Con il rinnovo della Commissione, Selmayr potrebbe perdere il lavoro anche se non sembra essere molto preoccupato del futuro. “Non sono mai preoccupato di nulla, ho molti buoni hobby”, ha dichiarato in maniera sprezzante in un’intervista rilasciata al giornale finlandese Helsingin Sanomat. Un altro pezzo grosso – che ama decisamente poco l’Italia – è Günther Oettinger, Commissario europeo per il bilancio, protagonista di numerose liti con il governo italiano. Se a questo aggiungiamo il fatto che il “falco” tedesco Jens Weidmann è comunemente considerato il successore più probabile di Mario Draghi alla guida della Bce, il quadro è completo.

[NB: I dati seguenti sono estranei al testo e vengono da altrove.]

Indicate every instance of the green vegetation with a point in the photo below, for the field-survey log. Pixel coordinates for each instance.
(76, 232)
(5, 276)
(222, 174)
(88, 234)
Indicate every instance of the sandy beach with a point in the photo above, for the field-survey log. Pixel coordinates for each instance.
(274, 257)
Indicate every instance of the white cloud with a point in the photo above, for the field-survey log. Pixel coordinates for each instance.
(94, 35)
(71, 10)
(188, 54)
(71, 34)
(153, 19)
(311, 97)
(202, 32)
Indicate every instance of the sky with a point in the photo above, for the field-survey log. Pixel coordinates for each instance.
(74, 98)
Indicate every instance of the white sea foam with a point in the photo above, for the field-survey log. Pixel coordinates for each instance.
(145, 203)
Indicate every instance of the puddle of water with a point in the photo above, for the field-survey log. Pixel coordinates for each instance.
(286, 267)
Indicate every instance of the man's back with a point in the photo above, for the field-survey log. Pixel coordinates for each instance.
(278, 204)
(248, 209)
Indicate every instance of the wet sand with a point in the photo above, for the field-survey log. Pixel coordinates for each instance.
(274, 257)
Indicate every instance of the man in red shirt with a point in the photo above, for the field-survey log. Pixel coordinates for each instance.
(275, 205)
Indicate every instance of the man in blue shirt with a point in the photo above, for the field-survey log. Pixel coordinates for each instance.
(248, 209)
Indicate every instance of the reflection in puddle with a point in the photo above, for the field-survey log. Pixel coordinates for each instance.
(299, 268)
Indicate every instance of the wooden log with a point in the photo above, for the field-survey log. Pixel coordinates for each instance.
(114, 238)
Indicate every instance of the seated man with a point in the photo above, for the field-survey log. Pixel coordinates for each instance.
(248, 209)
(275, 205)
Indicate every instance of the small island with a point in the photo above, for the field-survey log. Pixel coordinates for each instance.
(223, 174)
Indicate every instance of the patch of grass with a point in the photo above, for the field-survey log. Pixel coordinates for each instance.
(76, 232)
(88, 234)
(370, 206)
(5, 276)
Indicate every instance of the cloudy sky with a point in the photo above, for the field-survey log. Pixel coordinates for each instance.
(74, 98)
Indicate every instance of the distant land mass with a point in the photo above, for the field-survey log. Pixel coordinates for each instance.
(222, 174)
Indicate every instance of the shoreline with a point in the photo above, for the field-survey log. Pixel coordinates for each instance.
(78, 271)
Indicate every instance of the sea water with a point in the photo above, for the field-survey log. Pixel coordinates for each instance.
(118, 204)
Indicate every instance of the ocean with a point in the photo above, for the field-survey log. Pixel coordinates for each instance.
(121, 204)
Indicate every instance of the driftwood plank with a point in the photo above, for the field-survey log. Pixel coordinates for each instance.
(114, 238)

L’Unione europea, un impero a trazione tedesca
Su Le Monde diplomatique, il sociologo tedesco Wolfgang Streeck ha chiaramente illustrato che cos’è l’Unione europea e qual è il ruolo della Germania: “Che cos’è l’Unione europea? Il concetto più vicino che viene in mente è quello di un impero liberale, o meglio, neoliberale: un blocco strutturato gerarchicamente e formato da Stati nominalmente sovrani la cui stabilità si mantiene grazie a una distribuzione del potere dal centro verso la periferia” scrive Streeck. “Al centro si trova una Germania che cerca, più o meno, con successo, di dissimularsi all’interno del nocciolo duro dell’Europa (Kernereuropa) che forma con la Francia”.

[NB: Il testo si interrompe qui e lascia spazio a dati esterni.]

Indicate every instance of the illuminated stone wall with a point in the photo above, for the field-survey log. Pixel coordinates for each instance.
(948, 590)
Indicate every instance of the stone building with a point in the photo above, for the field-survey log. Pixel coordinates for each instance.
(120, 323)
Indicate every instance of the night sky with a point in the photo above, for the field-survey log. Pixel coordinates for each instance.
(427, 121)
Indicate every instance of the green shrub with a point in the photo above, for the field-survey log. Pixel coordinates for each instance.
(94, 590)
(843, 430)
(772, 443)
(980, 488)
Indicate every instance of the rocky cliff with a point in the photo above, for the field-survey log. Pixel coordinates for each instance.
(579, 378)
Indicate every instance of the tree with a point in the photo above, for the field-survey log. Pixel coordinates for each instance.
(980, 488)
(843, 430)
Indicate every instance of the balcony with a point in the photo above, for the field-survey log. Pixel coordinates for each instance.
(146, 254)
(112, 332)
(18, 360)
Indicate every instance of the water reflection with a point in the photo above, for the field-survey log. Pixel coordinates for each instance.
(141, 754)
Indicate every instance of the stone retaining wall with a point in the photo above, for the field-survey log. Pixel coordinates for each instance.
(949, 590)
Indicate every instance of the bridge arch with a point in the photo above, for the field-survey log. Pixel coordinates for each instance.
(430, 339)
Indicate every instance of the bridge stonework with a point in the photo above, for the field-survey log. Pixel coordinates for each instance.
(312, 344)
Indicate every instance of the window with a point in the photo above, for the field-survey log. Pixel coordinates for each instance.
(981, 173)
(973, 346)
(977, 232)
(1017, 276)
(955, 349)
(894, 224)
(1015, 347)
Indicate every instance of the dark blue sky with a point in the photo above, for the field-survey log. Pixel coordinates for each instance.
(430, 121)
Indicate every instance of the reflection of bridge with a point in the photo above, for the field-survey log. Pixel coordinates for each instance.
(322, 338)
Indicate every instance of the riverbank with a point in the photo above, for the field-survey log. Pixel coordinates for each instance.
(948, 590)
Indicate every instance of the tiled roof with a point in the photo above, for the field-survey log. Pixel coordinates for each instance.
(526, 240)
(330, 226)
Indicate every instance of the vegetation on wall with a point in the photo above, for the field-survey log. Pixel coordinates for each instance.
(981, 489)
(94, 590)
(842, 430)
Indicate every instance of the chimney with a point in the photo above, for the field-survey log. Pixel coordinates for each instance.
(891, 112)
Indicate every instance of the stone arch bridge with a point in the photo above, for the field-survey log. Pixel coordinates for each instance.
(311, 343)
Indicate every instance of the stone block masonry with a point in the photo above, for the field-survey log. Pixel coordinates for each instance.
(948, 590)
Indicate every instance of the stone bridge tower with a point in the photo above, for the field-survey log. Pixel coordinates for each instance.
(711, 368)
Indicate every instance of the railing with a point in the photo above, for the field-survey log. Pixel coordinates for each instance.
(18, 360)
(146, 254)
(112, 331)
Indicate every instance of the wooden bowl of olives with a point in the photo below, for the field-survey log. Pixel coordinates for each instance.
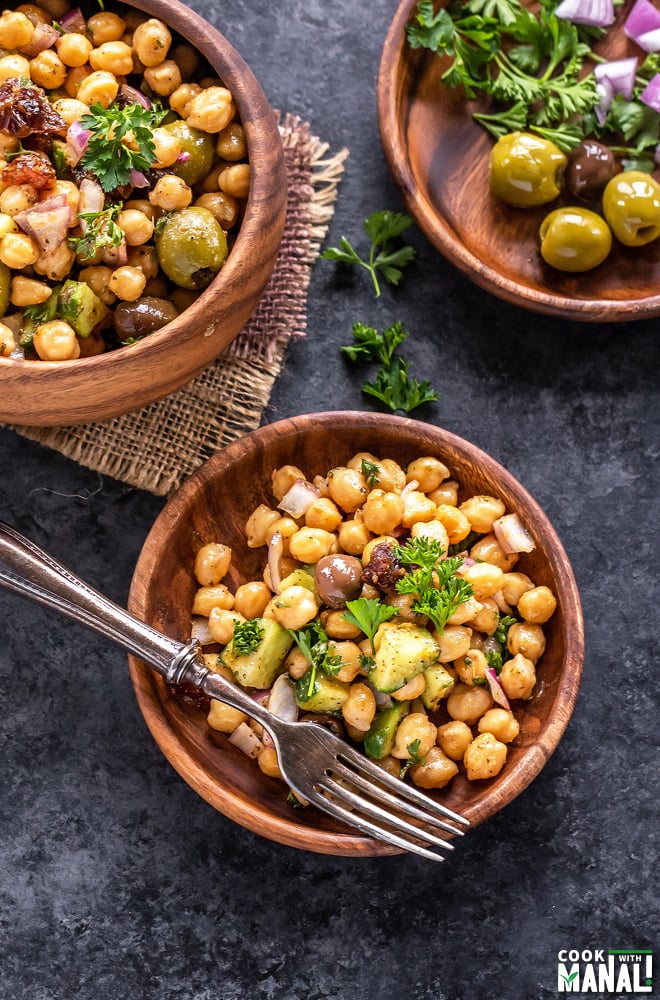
(145, 207)
(441, 159)
(210, 511)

Come gli altri Paesi imperiali, osserva, “a cominciare dagli Stati Uniti, la Germania si percepisce – e vuole che gli altri la percepiscano – come una potenza egemone benevola, che sparge attorno a sé un universale buonsenso e virtù mortali, a proprie spese. Un onere che vale la pena, per il bene dell’umanità. Nel caso della Germania e dell’Europa, i valori che legittimano l’impero sono quelli della democrazia liberale, del governo costituzionale e delle libertà individuali; insomma, i valori del liberalismo politico. Avvolte nello stesso pacco regalo, ecco la libertà dei mercati e della concorrenza, messe in primo piano, quando occorre: in sostanza, il liberismo economico e, nel caso attuale, il neoliberismo”.

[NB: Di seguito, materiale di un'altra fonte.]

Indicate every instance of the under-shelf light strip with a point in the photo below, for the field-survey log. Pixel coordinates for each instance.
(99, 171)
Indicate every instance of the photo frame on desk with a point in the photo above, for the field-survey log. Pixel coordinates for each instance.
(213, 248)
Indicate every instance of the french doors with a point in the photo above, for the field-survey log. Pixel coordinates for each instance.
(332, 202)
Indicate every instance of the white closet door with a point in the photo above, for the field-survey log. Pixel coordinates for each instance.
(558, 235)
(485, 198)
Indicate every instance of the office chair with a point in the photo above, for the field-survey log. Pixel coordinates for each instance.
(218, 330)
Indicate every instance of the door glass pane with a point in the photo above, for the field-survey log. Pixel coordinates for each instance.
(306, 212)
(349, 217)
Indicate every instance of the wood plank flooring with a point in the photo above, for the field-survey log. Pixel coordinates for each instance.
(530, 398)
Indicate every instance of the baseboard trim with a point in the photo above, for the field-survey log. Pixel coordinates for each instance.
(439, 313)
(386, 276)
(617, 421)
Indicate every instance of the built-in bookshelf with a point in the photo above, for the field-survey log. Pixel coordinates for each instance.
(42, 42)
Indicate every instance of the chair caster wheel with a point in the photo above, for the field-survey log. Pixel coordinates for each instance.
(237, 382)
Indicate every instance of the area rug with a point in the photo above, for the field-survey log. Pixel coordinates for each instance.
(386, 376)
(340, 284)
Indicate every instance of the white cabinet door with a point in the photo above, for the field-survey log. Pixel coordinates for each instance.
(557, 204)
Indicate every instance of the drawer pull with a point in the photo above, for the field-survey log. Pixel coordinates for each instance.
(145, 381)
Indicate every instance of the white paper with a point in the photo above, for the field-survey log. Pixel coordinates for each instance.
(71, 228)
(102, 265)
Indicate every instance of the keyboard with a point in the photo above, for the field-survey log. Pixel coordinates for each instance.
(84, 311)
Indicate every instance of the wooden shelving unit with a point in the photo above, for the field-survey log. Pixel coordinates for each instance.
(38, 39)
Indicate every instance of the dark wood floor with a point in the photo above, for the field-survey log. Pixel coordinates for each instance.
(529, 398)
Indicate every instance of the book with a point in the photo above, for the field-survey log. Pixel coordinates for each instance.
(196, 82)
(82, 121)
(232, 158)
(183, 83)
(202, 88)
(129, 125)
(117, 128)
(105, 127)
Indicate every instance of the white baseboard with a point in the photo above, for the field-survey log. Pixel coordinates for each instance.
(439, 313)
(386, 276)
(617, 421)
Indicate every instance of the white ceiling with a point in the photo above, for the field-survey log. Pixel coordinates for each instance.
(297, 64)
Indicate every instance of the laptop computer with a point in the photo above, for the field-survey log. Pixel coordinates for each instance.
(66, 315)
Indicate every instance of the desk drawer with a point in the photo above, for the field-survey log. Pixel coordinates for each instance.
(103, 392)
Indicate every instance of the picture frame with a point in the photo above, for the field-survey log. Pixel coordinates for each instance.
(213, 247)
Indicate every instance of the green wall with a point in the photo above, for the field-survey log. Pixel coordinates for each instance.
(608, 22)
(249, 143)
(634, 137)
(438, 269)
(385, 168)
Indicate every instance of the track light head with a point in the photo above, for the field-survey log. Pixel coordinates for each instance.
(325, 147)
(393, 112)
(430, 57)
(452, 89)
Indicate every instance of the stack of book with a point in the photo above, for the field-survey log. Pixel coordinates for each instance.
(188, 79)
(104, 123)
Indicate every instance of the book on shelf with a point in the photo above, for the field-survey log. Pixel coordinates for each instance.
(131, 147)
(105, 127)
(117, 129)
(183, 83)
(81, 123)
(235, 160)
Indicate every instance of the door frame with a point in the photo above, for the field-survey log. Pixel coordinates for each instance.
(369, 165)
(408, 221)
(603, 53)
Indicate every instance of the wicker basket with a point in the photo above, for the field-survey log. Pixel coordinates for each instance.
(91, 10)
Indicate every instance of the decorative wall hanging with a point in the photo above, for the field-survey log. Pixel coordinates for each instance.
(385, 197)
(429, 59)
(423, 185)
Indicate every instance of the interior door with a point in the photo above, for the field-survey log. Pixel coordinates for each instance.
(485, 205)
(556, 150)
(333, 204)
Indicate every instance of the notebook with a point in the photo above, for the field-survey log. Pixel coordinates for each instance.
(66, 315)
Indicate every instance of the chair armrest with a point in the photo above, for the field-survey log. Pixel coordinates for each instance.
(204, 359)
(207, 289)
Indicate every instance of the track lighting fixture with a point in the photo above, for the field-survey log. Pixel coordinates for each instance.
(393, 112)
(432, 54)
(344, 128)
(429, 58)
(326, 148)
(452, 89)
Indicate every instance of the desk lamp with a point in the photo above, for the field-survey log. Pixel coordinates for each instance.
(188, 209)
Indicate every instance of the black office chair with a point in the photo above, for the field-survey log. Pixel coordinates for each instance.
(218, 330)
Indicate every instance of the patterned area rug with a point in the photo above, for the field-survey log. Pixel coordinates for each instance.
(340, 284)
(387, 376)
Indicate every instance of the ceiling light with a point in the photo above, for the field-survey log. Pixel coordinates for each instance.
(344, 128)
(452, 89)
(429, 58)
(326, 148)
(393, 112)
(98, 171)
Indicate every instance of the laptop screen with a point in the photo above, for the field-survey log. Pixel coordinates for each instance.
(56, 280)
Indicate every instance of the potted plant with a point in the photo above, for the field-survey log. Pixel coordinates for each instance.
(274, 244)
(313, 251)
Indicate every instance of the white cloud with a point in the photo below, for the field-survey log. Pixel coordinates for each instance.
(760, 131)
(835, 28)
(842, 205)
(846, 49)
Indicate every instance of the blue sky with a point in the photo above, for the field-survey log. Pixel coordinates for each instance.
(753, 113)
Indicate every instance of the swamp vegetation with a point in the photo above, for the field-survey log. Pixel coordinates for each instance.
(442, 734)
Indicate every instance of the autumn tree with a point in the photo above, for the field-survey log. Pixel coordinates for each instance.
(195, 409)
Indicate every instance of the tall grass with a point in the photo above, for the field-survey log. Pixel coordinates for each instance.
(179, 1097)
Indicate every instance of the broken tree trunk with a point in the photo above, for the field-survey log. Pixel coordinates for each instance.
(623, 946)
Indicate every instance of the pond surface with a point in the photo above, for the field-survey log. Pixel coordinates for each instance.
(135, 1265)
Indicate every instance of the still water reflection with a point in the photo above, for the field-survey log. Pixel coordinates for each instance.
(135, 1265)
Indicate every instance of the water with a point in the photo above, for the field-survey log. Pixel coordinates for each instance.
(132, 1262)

È per questo motivo che Berlino non rinuncerà mai al ruolo di potenza egemone in Europa. Un concetto ribadito tra le righe anche dalla Cancelleria Angela Merkel in un’intervista alla Sueddeutsche Zeitung. “Non c’è dubbio che l’Europa abbia bisogno di riposizionarsi in un mondo cambiato”, ha detto Merkel. “Le antiche certezze dell’ordine emerso dalla seconda guerra mondiale oggi non sono più applicabili”. E ancora: Cina, Russia e gli Usa “ci stanno obbligando, nel tempo e ancora, a trovare posizioni comuni. Il che spesso è difficile, dati i nostri diversi interessi. Ma lo facciamo: si pensi, per esempio, alla nostra politica per quello che riguarda il conflitto in Ucraina” .
Quando Merkel parla di “Europa unita” contro le grandi potenze mondiali – Cina, Russia, Stati Uniti – parla di “Europa unita a guida tedesca”. La domanda è: all’Italia conviene tutto ciò oppure dovrebbe pensare a una sua strategia geopolitica, come Francia e Germania fanno da tempo, senza appiattirsi sulle “posizioni europee”?